In an overwhelming majority, a group of over 50 employees at Ridwell has voted to join Teamsters 117. The drivers and warehouse workers, who collect hard-to-dispose-of materials from homes in King and Pierce counties, came together to gain a voice at work and address concerns over wages, benefits, and working conditions. With this vote, the workers become the first unionized employees at Ridwell.

“We are excited to welcome Ridwell employees to the Teamsters,” said John Scearcy, Secretary-Treasurer of Teamsters 117. “These workers provide an invaluable service to their communities and the environment by handling dangerous materials while exposed to the elements. With Ridwell being an employer whose focus is environmental protection, we look forward to helping these new Teamsters negotiate a strong contract that offers them protections and fair treatment as well. It’s only when we fight for labor rights and environmental sustainability that we are able to build a fair and just future for workers.”


Baylie Freeman (l) says that respect at work and fair wages were behind her drive to organize a union at work.

Ridwell is a recycling start-up that focuses on responsibly reusing and disposing of hard-to-recycle items like batteries, lightbulbs, and plastic film. Since its founding in Washington State in 2018, Ridwell has expanded to CA, CO, MN, OR, and TX.

“I have been working at Ridwell for over a year. I want a union so we can have a say in our experiences and conditions. I want safety for everyone, respect for our time and schedule, and fair wages,” said Baylie Freeman, a driver at Ridwell who was part of the union organizing committee.

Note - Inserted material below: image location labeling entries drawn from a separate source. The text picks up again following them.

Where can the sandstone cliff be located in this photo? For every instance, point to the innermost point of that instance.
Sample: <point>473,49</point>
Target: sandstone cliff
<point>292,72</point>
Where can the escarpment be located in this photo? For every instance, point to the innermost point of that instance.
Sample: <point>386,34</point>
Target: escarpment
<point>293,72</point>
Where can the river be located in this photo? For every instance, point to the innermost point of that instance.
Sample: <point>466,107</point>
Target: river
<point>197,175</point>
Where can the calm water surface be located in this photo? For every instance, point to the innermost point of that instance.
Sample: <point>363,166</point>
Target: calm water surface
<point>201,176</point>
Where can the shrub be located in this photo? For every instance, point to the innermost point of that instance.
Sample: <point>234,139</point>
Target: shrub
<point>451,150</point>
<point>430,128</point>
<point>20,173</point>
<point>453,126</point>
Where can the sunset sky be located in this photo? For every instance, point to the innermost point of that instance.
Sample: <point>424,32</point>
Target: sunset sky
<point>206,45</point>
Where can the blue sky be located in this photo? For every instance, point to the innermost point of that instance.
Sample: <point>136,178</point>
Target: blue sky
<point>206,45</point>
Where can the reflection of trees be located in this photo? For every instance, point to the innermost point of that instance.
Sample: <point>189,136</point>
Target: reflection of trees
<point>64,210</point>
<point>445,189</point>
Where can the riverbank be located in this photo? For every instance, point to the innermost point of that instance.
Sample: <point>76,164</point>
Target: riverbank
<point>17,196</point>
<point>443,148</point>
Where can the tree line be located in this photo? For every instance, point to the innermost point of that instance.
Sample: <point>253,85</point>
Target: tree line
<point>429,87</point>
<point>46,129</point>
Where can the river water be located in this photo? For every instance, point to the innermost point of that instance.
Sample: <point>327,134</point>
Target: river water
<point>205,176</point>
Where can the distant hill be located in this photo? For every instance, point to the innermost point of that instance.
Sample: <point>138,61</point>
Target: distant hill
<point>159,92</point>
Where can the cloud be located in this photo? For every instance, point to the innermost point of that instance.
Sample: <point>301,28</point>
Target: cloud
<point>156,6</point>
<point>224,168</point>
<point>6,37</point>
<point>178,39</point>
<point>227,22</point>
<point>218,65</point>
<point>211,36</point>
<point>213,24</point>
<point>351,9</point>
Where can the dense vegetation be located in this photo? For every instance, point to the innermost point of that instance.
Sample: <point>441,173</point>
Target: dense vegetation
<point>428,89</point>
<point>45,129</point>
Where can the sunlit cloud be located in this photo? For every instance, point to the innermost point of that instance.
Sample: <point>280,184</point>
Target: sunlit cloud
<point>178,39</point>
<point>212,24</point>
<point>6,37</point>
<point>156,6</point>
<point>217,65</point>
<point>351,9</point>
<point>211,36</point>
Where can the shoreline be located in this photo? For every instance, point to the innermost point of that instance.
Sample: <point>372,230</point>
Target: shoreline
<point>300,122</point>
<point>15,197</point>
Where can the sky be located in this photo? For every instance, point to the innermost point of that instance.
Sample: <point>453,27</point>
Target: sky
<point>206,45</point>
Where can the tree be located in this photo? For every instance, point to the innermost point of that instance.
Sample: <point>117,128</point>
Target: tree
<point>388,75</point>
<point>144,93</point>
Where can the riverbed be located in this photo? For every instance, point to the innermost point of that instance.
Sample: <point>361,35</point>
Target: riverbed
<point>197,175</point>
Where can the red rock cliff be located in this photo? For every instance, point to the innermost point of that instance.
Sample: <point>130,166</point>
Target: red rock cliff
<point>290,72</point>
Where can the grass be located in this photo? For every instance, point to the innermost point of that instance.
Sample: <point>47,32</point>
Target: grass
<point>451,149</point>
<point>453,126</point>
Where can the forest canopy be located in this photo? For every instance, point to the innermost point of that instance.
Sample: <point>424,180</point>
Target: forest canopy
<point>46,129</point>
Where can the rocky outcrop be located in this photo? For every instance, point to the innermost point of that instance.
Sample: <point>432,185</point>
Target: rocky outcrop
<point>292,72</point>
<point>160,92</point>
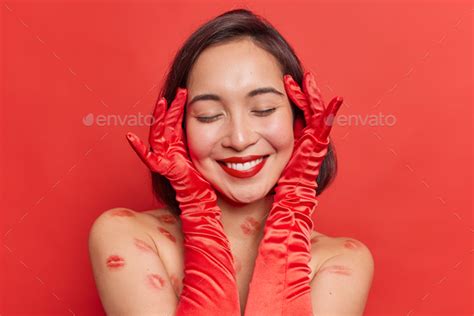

Since the workers began organizing, Ridwell has remained neutral on the question of unionization saying they will respect the choice of their employees. “Ridwell is an example of a conscientious employer that respects their workers’ decision to stand in solidarity and join a union,” reflected John Scearcy. “They set an excellent example, which worker-exploiting and union-busting industry giants like Amazon and Starbucks should follow.”

“It’s us, the drivers and warehouse staff, who make Ridwell run,” said Keegan Ditto, a warehouse worker who has been at Ridwell since September 2020. “I want us to have the right to negotiate a union contract, which will give us a say in our wages, benefits and working conditions.”